# LVix's Arty...err, stuff.



## LVix (Oct 18, 2008)

I thought i'd post a couple of pics here to get some general feedback on them. I've been drawing a while and might look to go for freelance in a few years: currently I'm no where near standard for that though... plus I have a limited ability to colour my work atm. (combination of children eating art supplies and lack of pc software [aka too expensive]). Its not going to be exclusively GW work here either.

I hope you like it but tips/hints and critique are welcome.

Here's my first attempt at a SM and a Tyranid, a WoW based pic which was my first try at painting in maybe 5 years and just a general pic of some cybernetic guy (which is barely more than a sketch really and a couple of years old and signed by me before I took the name 'LVix').


----------



## Djinn24 (Jan 12, 2008)

Totally baddass, awesome artwork! Would love to see a colored version of the SM one though.


----------



## Blackhiker (Dec 28, 2007)

These look really awesome. :good:


----------



## Asamodai (Oct 19, 2008)

Love the second one. The detail on them are amazing.


----------



## Lord Sinkoran (Dec 23, 2006)

simply amazing


----------



## when in doubt shoot! (Oct 19, 2008)

wow, simply..Awesome.. you got my rep!


----------



## Alex (Jan 19, 2008)

Very very nice. +rep


----------



## juddski (Nov 3, 2008)

> Love the second one. The detail on them are amazing.



i agree
nice artwork, i particulary like the second one :good:


----------



## Damned Fist (Nov 2, 2007)

I would love to see you model Karsa. This would be an amazing mini. Very well done.:victory:


----------



## Farseer Beltiac (Jul 11, 2008)

I like the one with the Space Marine Commander, that on especially jumped out at me....the one of the robotic dude was very well shadowed looks almost real!!!! Definite rep!!!:biggrin:


----------



## LVix (Oct 18, 2008)

Thankyou all for your very kind words and compliments, I really do appriciate it. I'm working on a few things currently and hope to produce at least one colour work in the next few months... but that might have to wait as I'm supposed to be designing/converting a daemonprince currently. (big job... phew.)

Thanks again guys, you've embarrassed me no end :blush: I'm not used to a rush of compliments. I'll update this thread when I can.

LVix


----------



## CommanderAnthor (Sep 28, 2008)

Looks so simple, but I would kill to draw that very nice!

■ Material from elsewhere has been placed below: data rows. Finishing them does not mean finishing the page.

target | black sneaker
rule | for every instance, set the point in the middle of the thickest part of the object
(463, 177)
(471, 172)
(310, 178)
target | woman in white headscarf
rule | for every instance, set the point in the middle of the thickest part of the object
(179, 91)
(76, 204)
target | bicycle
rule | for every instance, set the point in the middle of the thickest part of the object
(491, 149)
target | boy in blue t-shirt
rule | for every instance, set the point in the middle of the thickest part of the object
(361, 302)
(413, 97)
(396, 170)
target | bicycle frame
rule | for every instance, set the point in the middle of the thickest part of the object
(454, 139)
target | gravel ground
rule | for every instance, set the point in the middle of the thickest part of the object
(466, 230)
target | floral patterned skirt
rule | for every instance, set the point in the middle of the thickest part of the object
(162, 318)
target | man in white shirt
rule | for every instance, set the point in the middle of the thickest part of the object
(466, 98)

Druchii must be proud.:so_happy:


----------



## Djinn24 (Jan 12, 2008)

Of course he is, he gets all the great freehand on his vehicles he wants! *jelious*


----------



## NoiseMarine (Jun 8, 2008)

Awesome +rep!


----------



## LVix (Oct 18, 2008)

djinn24 said:


> Of course he is, he gets all the great freehand on his vehicles he wants! *jelious*


Great... now you're giving him ideas!! I'd escaped that one so far! 

(Currently he has me designing/converting a Khorne daemon prince for him. :laugh: )


----------



## juddski (Nov 3, 2008)

is there anything in the pipeline for the near future LVix (artwise)


----------



## LVix (Oct 18, 2008)

Hehe... something along the lines of a 3 stage picture: I'm designing/converting a daemon prince for Druchii already and have done sketches for that but he wants a second one so I'm just starting to design it atm. But it requires a set of three full pictures for me to visuallise her properly... and 'her' is the only clue you are getting atm.  I'll probly post the pics here to get feedback before the model is done though... its a bit... complex.

I am flattered you ask about more though juddski. :blush:


----------



## Commissar_riptor (Nov 24, 2007)

Truly amazing sketches! have some rep


----------



## LVix (Oct 18, 2008)

Found a couple of old pics I like a lot...

My avatar...









Old Legend of the Five Rings character idea I did for Druchii once...


----------



## Damned Fist (Nov 2, 2007)

The skaven is right on. I love the 'feel' of the sketch. Well done.:victory:


----------



## Red Orc (Jun 14, 2007)

Hugely awesome stuff. Like Damned Fist, I'm blown away by the Skaven... it's just so damned Skaven-y... :wow:

I wish I had anything intelligent to say but I don't. Too impressed for words (by all of it, not just the Skaven).

:incoherent muumbling cyclops:


----------



## rajabersiong (Jan 26, 2009)

love the details in the sm armour and axe.
regards,
rajabersiong


----------



## Fumble Tumble (Oct 3, 2008)

great work mate i like it all


----------



## juddski (Nov 3, 2008)

great pics LVix,:good: 
the skaven looks excellent ,you have captured it spot on


----------



## Commissar Ploss (Feb 29, 2008)

rock on! really good!

CP


----------